The Sav-Rx Data Breach Has Compromised Sensitive Information of Almost 2.8 Million Americans.
Sav-Rx First Noticed the Cybersecurity Incident on October 8, 2023
Sav-Rx, a pharmacy benefit management (PBM) company that provides prescription drug management services disclosed a data breach on May 27, 2024 that impacted 2,812,336 people in the United States.
According to the notification sent to affected individuals, Sav-Rx first identified an interruption to their computer network on October 8, 2023.
“As a result, we immediately took steps to secure our systems and engaged third-party cybersecurity experts,” the notification reads. “Our information technology systems (“IT System”) were restored the next business day, and prescriptions were shipped on time without delay.”
While Sav-Rx was able to restore its systems and resume operations within a day, investigating whether any personal data was stolen took much longer, spanning nearly eight months according to the notification.
Hackers Accessed Customer Data as Early as October 3, 2023
With the help of third-party cybersecurity experts, Sav-Rx’s investigation concluded on April 30, 2024. The probe revealed that unauthorized parties first gained access to customer data stored on certain non-clinical systems as early as October 3, 2023.
“As part of the investigation, we learned that an unauthorized third party was able to access certain non-clinical systems and obtained files that contained personal information,” the notification from Sav-Rx states.
Types of Data Exposed in the Sav-Rx Data Breach
The personal information exposed in the Sav-Rx data breach includes:
- Full name
- Date of birth
- Social Security Number
- Email address
- Physical address
- Phone number
- Eligibility data
- Insurance identification number
Over 2.8 million people had some combination of this sensitive personal data compromised according to the breach notification.
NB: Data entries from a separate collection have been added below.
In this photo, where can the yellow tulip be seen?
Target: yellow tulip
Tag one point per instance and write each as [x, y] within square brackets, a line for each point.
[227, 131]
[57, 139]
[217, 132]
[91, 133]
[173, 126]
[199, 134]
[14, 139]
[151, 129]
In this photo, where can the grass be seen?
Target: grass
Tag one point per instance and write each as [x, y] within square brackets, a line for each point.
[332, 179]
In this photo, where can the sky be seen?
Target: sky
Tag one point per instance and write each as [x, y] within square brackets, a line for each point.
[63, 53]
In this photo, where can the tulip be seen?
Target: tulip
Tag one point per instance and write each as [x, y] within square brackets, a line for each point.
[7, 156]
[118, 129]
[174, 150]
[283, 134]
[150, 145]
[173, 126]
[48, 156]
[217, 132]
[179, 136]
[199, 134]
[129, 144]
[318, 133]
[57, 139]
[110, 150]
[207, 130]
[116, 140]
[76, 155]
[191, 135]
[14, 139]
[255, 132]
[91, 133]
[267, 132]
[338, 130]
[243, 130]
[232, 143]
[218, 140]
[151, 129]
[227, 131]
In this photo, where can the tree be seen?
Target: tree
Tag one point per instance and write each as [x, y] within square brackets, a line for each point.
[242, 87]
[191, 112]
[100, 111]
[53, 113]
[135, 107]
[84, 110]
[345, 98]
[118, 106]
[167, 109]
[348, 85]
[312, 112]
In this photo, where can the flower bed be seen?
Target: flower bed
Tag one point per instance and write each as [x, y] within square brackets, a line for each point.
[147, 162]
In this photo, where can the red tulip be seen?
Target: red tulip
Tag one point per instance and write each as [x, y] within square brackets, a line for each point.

Sav-Rx Sends Notifications and Offers Credit Monitoring
While Sav-Rx prioritized restoring operations over performing a full investigation initially, the company notes it did not rush the investigative process to ensure accuracy. Health plan customers of Sav-Rx were notified between April 30 and May 2, 2024, before the company sent breach notifications to affected individuals in late May 2024.
Sav-Rx is offering all impacted individuals 24 months of free credit monitoring and identity theft protection services. Those affected are also advised to monitor credit reports and financial accounts for any suspicious activity.
Sav-Rx Strengthened Security Measures Following the Data Breach
In response to Sav-Rx data breach, the company has implemented several new security controls and processes. This includes deploying a 24/7 security operations center, enforcing multi-factor authentication, improving network segmentation, upgrading firewalls and switches, enhancing Linux security, and using BitLocker encryption to protect data.
While no evidence currently exists that stolen data from the Sav-Rx breach has been misused, the compromise of names, financial information, medical ids and social security numbers puts the 2.8 million affected Americans at heightened risk of identity theft and fraud.